Carnot's theorem
The second law of thermodynamics shows that given a source of heat, only a portion of the heat can be converted to work in a heat-work cycle. The rest must be rejected to a heat sink. Thus, it is impossible to have a heat engine that is 100% efficient and even the most perfect cycle must be less 1. Carnot's theorem, also known as Carnot's rule, or the Carnot principle, can be stated as follows:
No heat engine operating between two heat reservoirs can be more efficient than a reversible heat engine operating between the same two reservoirs.
The simplest way to prove this theorem is to consider the scenario shown below, in which we have an irreversible engine, EA as well as a reversible engine, EB operating between the same reservoirs TH and TC. They both draw the same amount of heat QH = QHB = QHAfrom the high temperature reservoir, assuming the irreversible heat engine to possess higher efficiency than the reversible one ηA > ηB
WA/ QHA > WB/QHB
then the irreversible engine produces more work: WA > WB than that of the reversible engine, while exchanging heat with a single reservoir TL.
Note that the reversible engine by its nature can operate in reverse, i.e. if we use some of the work output (WA equal to WB) from the irreversible engine in order to drive the reversible engine then it will operate as a heat pump, transferring heat QH to the high temperature reservoir, as shown in the diagram. This violates the Kelvin-Planck statement of the second law, by producing a net work WA = WB while exchanging heat with a single reservoir at TL. Hence the assumption that ηA > ηB is wrong.

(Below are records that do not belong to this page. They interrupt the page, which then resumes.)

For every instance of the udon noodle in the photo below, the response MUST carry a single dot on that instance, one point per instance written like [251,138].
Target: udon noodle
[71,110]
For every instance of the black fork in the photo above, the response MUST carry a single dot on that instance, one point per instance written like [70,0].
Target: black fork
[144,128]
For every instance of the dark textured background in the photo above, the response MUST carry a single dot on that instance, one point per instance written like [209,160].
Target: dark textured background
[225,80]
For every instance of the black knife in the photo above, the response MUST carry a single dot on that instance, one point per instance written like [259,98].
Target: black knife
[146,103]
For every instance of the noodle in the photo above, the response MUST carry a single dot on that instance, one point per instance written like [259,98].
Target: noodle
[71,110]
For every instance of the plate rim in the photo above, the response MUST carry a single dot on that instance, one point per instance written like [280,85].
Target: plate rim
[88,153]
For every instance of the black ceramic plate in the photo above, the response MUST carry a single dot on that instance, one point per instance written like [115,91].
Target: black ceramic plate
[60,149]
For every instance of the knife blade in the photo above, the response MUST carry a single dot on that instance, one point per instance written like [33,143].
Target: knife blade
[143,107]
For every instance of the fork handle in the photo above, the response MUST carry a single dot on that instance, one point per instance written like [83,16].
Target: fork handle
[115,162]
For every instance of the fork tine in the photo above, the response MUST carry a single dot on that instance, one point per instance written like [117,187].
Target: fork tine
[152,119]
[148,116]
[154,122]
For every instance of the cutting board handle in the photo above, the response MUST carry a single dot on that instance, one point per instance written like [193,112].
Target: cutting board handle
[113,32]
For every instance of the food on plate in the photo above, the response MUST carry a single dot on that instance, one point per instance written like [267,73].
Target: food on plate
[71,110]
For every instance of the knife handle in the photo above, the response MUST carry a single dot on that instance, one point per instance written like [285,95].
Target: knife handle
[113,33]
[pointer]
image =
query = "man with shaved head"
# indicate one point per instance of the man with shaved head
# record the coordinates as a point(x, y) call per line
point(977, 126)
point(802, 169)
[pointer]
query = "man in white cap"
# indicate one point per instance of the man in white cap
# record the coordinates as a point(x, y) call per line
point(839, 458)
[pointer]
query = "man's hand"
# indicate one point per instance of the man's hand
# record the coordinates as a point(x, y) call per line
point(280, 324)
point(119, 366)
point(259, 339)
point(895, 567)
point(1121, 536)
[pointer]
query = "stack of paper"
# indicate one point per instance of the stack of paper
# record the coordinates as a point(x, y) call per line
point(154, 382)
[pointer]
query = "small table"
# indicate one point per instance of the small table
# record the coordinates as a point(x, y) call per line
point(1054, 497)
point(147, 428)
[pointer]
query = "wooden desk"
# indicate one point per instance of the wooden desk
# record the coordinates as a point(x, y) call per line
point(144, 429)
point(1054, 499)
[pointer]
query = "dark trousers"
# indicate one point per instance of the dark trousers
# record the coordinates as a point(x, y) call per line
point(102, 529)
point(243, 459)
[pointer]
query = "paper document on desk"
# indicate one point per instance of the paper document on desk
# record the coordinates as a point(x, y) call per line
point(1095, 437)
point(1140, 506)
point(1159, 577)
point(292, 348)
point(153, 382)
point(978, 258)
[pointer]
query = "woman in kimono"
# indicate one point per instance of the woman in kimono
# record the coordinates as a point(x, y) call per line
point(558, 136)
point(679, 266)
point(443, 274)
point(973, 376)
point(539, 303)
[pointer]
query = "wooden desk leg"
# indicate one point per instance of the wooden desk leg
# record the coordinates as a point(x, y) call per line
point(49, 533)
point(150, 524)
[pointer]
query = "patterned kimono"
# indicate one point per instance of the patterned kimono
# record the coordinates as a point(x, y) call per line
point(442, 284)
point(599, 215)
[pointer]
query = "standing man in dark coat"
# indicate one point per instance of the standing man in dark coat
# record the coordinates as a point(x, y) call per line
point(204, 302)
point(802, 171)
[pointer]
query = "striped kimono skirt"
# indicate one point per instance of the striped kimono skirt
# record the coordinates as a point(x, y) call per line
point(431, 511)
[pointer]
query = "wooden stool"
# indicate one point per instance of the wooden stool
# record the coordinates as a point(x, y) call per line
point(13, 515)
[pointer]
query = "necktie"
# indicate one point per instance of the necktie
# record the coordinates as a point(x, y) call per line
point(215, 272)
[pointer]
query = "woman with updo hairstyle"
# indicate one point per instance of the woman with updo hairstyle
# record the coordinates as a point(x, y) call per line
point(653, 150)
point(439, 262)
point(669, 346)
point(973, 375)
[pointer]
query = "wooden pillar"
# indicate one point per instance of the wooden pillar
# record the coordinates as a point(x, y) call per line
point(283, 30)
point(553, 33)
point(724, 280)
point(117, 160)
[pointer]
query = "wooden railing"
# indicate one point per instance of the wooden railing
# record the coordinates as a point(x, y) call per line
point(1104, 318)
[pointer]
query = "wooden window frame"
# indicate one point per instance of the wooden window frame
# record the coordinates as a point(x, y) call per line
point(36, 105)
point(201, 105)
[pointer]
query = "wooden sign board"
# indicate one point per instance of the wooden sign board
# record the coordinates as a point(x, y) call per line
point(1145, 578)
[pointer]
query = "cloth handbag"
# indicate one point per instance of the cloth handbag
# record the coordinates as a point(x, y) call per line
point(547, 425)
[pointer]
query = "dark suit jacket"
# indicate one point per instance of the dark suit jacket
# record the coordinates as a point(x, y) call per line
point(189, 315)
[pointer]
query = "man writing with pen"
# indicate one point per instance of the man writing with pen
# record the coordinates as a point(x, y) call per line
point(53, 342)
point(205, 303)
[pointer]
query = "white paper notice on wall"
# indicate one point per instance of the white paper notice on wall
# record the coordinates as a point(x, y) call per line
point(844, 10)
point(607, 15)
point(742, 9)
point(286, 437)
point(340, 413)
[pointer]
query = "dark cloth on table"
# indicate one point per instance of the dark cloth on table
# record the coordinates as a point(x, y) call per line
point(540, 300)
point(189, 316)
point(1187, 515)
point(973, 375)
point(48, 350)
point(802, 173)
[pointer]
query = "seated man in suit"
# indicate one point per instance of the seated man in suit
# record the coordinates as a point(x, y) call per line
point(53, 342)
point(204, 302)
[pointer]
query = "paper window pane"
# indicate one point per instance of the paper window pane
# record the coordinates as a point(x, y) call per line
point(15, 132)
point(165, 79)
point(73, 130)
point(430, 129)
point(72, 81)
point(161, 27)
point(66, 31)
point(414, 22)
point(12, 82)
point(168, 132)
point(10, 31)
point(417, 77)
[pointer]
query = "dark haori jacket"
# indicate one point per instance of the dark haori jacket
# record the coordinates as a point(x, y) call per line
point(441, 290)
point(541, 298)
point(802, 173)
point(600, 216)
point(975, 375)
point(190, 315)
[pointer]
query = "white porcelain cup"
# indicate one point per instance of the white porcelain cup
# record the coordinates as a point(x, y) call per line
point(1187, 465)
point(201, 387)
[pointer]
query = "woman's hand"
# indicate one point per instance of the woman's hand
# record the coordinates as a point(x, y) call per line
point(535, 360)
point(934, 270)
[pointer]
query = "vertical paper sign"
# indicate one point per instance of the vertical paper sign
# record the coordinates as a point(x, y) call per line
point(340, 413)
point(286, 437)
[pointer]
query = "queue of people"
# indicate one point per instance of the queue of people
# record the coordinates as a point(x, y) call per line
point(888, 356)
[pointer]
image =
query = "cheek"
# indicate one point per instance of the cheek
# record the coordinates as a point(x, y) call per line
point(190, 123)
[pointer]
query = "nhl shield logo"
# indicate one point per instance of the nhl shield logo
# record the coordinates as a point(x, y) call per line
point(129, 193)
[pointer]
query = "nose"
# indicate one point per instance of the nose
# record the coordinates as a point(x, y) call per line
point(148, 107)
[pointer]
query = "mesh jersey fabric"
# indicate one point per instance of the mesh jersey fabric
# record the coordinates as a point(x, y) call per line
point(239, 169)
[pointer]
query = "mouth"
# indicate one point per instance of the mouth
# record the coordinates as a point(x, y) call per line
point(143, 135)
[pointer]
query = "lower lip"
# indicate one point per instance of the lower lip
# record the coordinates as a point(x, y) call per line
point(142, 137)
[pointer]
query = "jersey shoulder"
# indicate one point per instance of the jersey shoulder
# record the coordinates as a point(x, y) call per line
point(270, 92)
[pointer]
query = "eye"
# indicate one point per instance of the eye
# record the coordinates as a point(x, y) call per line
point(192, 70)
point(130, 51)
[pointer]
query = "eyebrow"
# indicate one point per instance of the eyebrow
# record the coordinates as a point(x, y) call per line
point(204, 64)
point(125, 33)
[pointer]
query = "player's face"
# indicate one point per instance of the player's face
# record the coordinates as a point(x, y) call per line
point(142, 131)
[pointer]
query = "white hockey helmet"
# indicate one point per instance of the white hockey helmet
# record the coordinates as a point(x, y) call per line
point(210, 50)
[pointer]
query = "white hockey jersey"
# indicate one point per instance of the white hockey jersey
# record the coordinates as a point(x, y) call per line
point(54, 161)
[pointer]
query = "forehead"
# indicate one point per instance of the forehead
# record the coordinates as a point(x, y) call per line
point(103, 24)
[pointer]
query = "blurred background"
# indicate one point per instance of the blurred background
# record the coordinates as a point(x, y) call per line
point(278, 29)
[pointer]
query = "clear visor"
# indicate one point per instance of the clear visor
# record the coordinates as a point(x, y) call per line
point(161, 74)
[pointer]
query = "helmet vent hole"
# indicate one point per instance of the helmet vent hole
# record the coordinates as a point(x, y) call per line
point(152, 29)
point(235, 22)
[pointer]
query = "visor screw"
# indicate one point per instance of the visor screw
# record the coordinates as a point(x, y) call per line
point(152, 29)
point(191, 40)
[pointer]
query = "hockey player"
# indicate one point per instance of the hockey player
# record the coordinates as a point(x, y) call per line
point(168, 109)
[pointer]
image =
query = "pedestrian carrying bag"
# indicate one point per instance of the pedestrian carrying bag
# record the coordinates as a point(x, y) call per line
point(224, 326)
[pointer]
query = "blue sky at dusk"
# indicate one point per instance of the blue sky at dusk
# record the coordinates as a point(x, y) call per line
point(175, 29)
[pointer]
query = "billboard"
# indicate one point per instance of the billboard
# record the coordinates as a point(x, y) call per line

Corollary of carnot's theorem
All reversible heat engines operating between the same two heat reservoirs must have the same efficiency.
If we refer to the same diagram above, but with both engines EA and EB be reversible. Let us assume ηA > ηB. Similarly to the procedure outlined in the previous section, if EB is reverse to run say, as a heat pump using some part of the work output WA of heat engine, EA, wee see that the combined system of het pump, EB, becomes a perpetual motion machine of type two. So ηA cannot be greater than ηB. Therefore
ηA = ηB
Since the efficiencies of all reversible rengines operating between the same reservoirs are the same, the efficiency of a reversible engine is independent of the nature of the working substance undergoing the cycle.